Mill is always an interesting read and 'Considerations on Representative Government' is no exception. This was published in 1861, before democracy became widely acclaimed. One of the interesting things about 'Representative Government' is that it's not an argument for everyone to drop their current system and switch. In fact, Mill says:
...forms of government are not a matter of choice. We must take them, in the main, as we find them. Governments can not be constructed by premeditated design. They "are not made but grow." Our business with them, as with the other facts of the universe, is to acquaint ourselves with their natural properties, and adapt ourselves with them.And even if the 'organic' opportunity occurs, it may not last.

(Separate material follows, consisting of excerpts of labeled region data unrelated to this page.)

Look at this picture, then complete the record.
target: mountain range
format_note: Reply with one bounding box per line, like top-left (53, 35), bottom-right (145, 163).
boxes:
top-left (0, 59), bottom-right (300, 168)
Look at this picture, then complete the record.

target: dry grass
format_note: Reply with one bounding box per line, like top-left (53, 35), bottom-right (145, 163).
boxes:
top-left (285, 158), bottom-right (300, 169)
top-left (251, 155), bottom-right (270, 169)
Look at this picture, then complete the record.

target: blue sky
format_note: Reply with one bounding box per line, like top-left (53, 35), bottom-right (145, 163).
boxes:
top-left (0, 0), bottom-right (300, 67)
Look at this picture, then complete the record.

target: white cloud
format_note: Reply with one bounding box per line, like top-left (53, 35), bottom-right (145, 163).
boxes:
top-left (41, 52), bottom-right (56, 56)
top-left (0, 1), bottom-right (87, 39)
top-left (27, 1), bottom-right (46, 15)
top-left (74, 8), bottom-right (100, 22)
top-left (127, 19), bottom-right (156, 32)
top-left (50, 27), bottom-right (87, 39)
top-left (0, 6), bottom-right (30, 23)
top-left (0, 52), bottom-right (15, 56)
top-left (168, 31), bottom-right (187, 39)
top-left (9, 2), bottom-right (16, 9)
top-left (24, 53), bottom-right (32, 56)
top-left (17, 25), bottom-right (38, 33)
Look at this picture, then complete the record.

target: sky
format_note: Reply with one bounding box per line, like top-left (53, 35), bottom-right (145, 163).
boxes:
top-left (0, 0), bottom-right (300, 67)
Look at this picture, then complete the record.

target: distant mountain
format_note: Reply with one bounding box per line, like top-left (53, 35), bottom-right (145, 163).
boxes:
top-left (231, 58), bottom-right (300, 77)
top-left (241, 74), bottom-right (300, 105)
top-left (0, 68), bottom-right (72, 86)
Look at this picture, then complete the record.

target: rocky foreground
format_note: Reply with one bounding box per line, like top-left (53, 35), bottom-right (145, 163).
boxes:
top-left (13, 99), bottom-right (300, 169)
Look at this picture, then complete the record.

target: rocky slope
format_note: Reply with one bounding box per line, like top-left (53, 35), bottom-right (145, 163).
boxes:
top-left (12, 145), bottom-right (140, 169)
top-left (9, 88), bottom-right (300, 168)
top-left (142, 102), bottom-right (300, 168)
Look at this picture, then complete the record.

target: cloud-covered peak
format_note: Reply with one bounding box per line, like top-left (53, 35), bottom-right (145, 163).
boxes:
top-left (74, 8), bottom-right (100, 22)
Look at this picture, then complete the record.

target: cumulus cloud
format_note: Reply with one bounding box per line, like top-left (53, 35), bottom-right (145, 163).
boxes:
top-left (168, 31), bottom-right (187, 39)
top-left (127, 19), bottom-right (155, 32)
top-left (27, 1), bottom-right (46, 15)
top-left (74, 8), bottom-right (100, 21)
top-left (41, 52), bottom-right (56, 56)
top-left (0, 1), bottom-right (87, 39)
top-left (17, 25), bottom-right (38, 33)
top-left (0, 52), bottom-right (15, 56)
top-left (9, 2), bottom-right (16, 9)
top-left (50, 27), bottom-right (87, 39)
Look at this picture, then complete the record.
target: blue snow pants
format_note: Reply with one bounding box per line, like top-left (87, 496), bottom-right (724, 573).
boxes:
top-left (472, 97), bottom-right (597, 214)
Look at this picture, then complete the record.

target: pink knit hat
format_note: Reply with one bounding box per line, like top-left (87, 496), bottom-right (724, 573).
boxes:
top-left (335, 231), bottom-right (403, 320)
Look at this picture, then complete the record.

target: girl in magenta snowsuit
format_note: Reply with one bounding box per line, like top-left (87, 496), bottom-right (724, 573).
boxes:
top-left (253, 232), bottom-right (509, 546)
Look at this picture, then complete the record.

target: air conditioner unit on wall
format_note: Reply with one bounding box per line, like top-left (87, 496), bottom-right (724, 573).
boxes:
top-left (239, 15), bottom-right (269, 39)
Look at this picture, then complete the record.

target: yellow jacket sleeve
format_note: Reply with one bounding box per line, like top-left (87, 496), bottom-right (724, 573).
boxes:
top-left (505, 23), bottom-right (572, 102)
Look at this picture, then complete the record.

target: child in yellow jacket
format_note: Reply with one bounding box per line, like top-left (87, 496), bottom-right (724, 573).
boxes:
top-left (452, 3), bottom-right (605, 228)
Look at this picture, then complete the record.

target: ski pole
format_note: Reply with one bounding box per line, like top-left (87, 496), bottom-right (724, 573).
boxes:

But there are also cases in which, though not averse to a form of government-possibly even desiring it-a people may be unwilling or unable to fulfill its conditions. They may be incapable of fulfilling such of them as are necessary to keep the government even in nominal existence. Thus a people may prefer a free government, but if, from indolence or carelessness, or cowardice, or want of public spirit, they are unequal to the exertions necessary for preserving it; if they will not fight for it when it is directly attacked; if they can be deluded by the artifices used to cheat them out of it; if by momentary discouragement, or temporary panic, or a fit of enthusiasm for an individual, they can be induced to lay their liberties at the feet of even a great man, or trust him with powers which enable him to subvert their institutions - in all these cases they are more or less unfit for liberty...While reading this, I couldn't help but think about the trouble that we've had encouraging democracy to bloom in Iraq. And I wondered if Mill would think that we've failed on his last point and elevated the Presidency and trusted him "with powers which enable him to subvert [our] institutions".